Staphylococcus aureus sometimes carries the gene for a toxin called Panton-Valentine leukocidin (PVL). In 1998 a review of data held by the French Reference Centre for Staphylococcal Toxaemia, in Lyon, showed that there had been eight cases of PVL-positive community-acquired staphylococcal pneumonia since 1986, six of whom had died. The Lancet report includes these eight cases, eight more cases from 1999, and 36 PVL negative cases also from 1999.

PVL positive S aureus pneumonia affected children and young adults (median (interquartile range) age 14.8 (5.4–24.0) years whereas PVL-negative pneumonia was a disease of the elderly (70.1 (59.2–81.4)). Three quarters of the PVL-positive cases died, average survival after admission being only 4 days. The disease often began with an influenza-like illness progressing within 2 days to very severe pneumonia. Common clinical features included high fever, hypotension, tachycardia, cyanosis, haemoptysis, and leucopenia. Pneumothorax or pneumatoceles did not occur. Radiologically there were multilobar alveolar infiltrates on admission, often with the later development of bilateral interstitial infiltrates consistent with acute respiratory distress syndrome. Ten patients had, or developed, pleural effusion.

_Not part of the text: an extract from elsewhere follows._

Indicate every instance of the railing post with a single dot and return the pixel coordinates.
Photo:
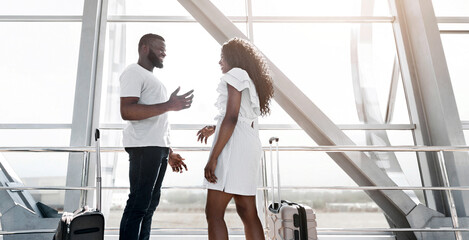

Three of the 16 PVL positive patients had postmortem examinations that showed massive alveolar haemorrhage with necrosis of the interalveolar septa. There was also extensive necrosis of the mucosa of the trachea and bronchi with haemorrhagic foci.

Since the end of 1999 this laboratory has confirmed another 13 PVL positive cases and they also confirmed three fatal cases in the USA in 1999. This clinical picture seems to have been rare in the past but a similar illness caused the deaths of 385 American soldiers in 1918 soon after the influenza pandemic.